The main objective of ACL reconstruction is to restore the anterior-posterior and rotational joint stability for successful a return to sports, prevention of instability and long-term joint degeneration. The majority of ACL-deficiencies undergo surgical treatment[1].

Despite the wide use of reconstruction, the rate of recurrence is still high, particularly in the first 24 months following the operation[2]. The restoration of joint mechanics may not be sufficient for returning to competency in sports. A systematic review investigated the rate of return to sports after reconstruction and reported 82% of participants return to sports, 63% returning to pre-injury level with only 44% had returned to competitive sport[3] despite successful outcome on knee impairment-based function scales.

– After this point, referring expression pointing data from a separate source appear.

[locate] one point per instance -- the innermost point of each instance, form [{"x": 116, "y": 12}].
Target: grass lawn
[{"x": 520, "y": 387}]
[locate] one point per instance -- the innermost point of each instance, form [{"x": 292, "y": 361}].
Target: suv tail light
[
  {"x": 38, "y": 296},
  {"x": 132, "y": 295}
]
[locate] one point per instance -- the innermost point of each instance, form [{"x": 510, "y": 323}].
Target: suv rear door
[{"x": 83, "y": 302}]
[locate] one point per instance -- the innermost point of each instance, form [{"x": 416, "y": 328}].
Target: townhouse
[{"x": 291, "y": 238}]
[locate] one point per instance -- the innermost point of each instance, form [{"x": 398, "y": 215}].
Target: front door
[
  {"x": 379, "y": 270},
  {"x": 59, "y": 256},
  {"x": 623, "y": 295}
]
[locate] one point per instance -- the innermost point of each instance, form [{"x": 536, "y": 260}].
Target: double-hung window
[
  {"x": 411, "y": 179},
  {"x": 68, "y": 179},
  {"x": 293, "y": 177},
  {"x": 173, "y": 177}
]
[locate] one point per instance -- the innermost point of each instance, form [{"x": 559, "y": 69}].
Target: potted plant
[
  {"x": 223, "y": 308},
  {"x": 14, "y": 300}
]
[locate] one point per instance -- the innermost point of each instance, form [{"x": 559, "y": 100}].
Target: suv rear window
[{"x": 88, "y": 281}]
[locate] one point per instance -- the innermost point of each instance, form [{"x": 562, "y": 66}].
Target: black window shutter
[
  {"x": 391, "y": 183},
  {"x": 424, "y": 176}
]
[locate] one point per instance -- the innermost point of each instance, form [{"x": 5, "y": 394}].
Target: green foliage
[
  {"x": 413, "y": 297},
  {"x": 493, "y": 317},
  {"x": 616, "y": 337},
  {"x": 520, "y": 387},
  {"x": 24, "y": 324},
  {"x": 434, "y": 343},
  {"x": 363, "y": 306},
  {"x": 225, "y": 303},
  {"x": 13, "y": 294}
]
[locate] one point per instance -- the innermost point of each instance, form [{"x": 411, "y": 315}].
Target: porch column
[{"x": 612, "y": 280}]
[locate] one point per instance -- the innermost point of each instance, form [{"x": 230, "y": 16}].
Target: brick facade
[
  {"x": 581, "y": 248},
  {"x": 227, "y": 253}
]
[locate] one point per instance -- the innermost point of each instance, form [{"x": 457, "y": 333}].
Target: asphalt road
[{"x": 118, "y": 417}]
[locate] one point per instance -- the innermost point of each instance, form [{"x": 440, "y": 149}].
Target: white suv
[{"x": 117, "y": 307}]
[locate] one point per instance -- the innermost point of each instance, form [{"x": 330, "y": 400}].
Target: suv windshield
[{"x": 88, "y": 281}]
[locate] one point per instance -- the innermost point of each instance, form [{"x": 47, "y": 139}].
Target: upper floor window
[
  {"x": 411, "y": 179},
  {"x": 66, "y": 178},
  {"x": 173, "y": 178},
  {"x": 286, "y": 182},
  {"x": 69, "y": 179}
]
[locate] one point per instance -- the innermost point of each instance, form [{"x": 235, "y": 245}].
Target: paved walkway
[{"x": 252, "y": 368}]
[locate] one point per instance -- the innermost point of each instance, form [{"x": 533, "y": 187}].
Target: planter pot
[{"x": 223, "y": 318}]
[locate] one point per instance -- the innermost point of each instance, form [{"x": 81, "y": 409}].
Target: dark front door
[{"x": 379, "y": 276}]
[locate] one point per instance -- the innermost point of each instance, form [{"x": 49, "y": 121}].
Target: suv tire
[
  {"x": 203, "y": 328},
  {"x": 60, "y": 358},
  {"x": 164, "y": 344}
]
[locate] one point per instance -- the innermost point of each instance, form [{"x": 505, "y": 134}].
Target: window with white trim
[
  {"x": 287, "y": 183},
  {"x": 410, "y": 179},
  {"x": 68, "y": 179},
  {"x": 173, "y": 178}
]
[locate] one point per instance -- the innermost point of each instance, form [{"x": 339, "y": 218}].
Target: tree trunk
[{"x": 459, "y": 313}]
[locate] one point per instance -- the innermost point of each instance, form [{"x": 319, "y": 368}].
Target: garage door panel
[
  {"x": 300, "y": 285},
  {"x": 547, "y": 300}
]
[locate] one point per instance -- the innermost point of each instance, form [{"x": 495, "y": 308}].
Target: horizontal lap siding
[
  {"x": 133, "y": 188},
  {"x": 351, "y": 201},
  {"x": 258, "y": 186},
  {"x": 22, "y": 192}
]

In addition, osteoarthritis was still evident 14 years after ACL reconstruction[4] and the evidence supporting ACL reconstruction over conservative treatment is considered weak [5]. A 2018 study by Krause and colleagues found that in terms of functional outcome, it is not possible to conclude whether surgery or conservative management of ACL rupture produces better results.[6] Another study from 2018 found that early ACL repair is not necessarily a prerequisite for individuals to return to recreational physical activities after injury.[7]

Surgical treatment can also be costly and time consuming for a percentage of the population.

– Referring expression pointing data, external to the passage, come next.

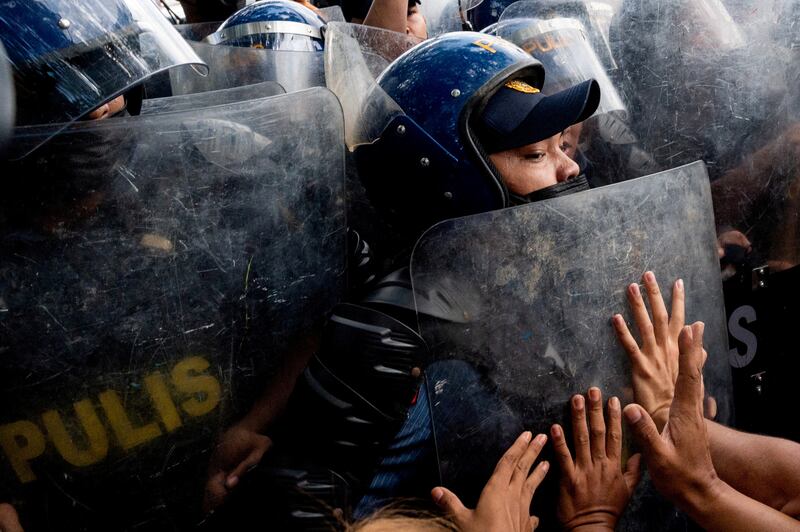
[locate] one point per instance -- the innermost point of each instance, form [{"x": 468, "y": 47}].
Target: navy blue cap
[{"x": 518, "y": 114}]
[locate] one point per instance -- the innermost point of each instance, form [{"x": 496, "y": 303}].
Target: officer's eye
[{"x": 535, "y": 156}]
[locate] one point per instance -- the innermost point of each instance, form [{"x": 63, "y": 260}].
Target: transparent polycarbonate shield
[
  {"x": 332, "y": 14},
  {"x": 562, "y": 45},
  {"x": 528, "y": 294},
  {"x": 233, "y": 66},
  {"x": 99, "y": 51},
  {"x": 8, "y": 102},
  {"x": 154, "y": 273},
  {"x": 444, "y": 16},
  {"x": 354, "y": 56},
  {"x": 594, "y": 16},
  {"x": 696, "y": 87},
  {"x": 200, "y": 100}
]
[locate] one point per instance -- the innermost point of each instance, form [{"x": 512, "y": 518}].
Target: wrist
[
  {"x": 591, "y": 528},
  {"x": 598, "y": 519},
  {"x": 703, "y": 497}
]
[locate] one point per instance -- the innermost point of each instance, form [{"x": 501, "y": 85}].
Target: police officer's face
[
  {"x": 107, "y": 109},
  {"x": 415, "y": 23},
  {"x": 535, "y": 166}
]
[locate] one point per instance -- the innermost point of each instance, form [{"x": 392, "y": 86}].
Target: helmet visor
[{"x": 69, "y": 58}]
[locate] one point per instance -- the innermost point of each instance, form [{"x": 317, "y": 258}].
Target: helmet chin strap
[{"x": 565, "y": 188}]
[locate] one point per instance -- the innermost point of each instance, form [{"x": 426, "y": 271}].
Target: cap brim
[{"x": 550, "y": 115}]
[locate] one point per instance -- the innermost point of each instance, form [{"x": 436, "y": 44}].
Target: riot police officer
[{"x": 475, "y": 134}]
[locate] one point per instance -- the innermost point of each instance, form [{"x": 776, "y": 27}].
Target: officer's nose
[
  {"x": 99, "y": 113},
  {"x": 567, "y": 168}
]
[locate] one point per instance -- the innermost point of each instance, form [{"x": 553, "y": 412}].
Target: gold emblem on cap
[{"x": 521, "y": 86}]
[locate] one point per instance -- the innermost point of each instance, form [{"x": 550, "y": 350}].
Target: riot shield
[
  {"x": 525, "y": 299},
  {"x": 154, "y": 272},
  {"x": 444, "y": 16},
  {"x": 594, "y": 18},
  {"x": 332, "y": 14},
  {"x": 233, "y": 66},
  {"x": 706, "y": 83},
  {"x": 354, "y": 56},
  {"x": 186, "y": 102},
  {"x": 7, "y": 105}
]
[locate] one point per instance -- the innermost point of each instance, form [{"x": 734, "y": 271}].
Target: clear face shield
[
  {"x": 354, "y": 57},
  {"x": 100, "y": 52},
  {"x": 594, "y": 16},
  {"x": 444, "y": 16},
  {"x": 297, "y": 67}
]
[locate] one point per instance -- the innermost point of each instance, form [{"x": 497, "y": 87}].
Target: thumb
[
  {"x": 450, "y": 503},
  {"x": 633, "y": 471},
  {"x": 252, "y": 459},
  {"x": 215, "y": 492},
  {"x": 644, "y": 429}
]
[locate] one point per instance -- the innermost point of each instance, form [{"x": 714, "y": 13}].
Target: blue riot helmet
[
  {"x": 272, "y": 25},
  {"x": 609, "y": 150},
  {"x": 431, "y": 161},
  {"x": 68, "y": 58}
]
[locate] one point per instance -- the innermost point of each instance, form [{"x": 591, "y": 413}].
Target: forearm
[
  {"x": 722, "y": 508},
  {"x": 273, "y": 400},
  {"x": 388, "y": 14},
  {"x": 764, "y": 468}
]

The “rule of thirds” was described by Noyes et al. in 1983, stating that at least 1/3 of patients will benefit from nonoperative treatment without instability ''giving way''[1].

For these reasons and to avoid surgical complications some patients choose to undergo conservative treatment but due to the complexity and complications of ACL-deficiency there should be some criteria to identify the right candidates for nonoperative treatment.

Screening to Identify Copers[edit | edit source]

Potential "Copers" are those who can potentially return to pivoting/cutting sports with conservative treatment.[8][9] To identify copers, a cluster of screening tests[10] was developed:


Potential copers are those who:

  • Presented without concomitant injuries: you can identify isolated ACL-injury in your subjective examination by asking about post injury swelling pattern. A two or three-hour post-injury swelling indicates an ACL injury. A delayed swelling, for instance in the following day, indicates associated chondral pathology or other injuries. Isolated ACL injuries are mostly presented with full ROM whilst restricted mobility can possibly be due to other associated injuries.
  • Achieved a minimum score of 80% limb symmetry on all hop testing
  • >80% on the KOS-ADLS,
  • >60 on the self-report of knee function
  • ≤1 subjective report of knee giving way: asking about instability after injuries. If the athlete doesn't sustain further buckling or giving way after injuries, then probably they can cope well with non-operative management.

Failure to meet all of these criteria results in a patient identified as non-coper and hence, surgery will be recommended[1].

Activity Modification[edit | edit source]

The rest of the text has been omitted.